Do airlines really want to give bored, angry passengers more ways to express themselves?

Last time I posted about how the government has fretted about security concerns as more airlines prepare to give passengers wireless access in-flight.

As protestors Tweet and Facebook the Tehran unrest around attempted government information barricades, it occurs to me that what airlines really should be worried about is passengers live-Tweeting their in-plane experiences.

What happens the next time passengers are stuck on a tarmac for eight hours, short on fresh water and air, not to mention baby formula and pizza? Wireless access could help make such a situation more bearable by alleviating boredom and helping stuck passengers make arrangements for onward travel once they get off the plane. Even without wireless, passengers with high-end cell phones can already Tweet and Facebook their misery to the public. Add the ability for every laptop-holder on the plane to blog and Tweet it, and a small customer service problem turns into a national, real-time public relations disaster for an airline.

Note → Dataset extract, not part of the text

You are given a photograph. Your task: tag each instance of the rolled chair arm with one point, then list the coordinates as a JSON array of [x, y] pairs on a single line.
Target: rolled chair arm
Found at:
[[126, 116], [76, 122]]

Stories of torture-by-airplane are damaging enough when they’re reported after the fact. CNN’s Anderson Cooper recently Tweeted about a terrible flight experience, complete with a flight attendant who lost her cool in a lightning storm.

Imagine how much more impassioned and attention-getting those Tweets would have been if they’d been live. I can imagine passenger photos and videos making their way onto the content-starved 24-hour news channels, fairly or unfairly making the crew in such situations look really bad. And what if passengers who tend to overreact to a little turbulence start Tweeting that their planes are going down or that the pilot “must be drunk”?

And once the wireless is on, can you imagine the reaction if the crew decides to turn it off in a delay or other unfortunate event to prevent such PR disasters? Tehran-watchers haven’t seen anything compared to the kind of revolt that would foment.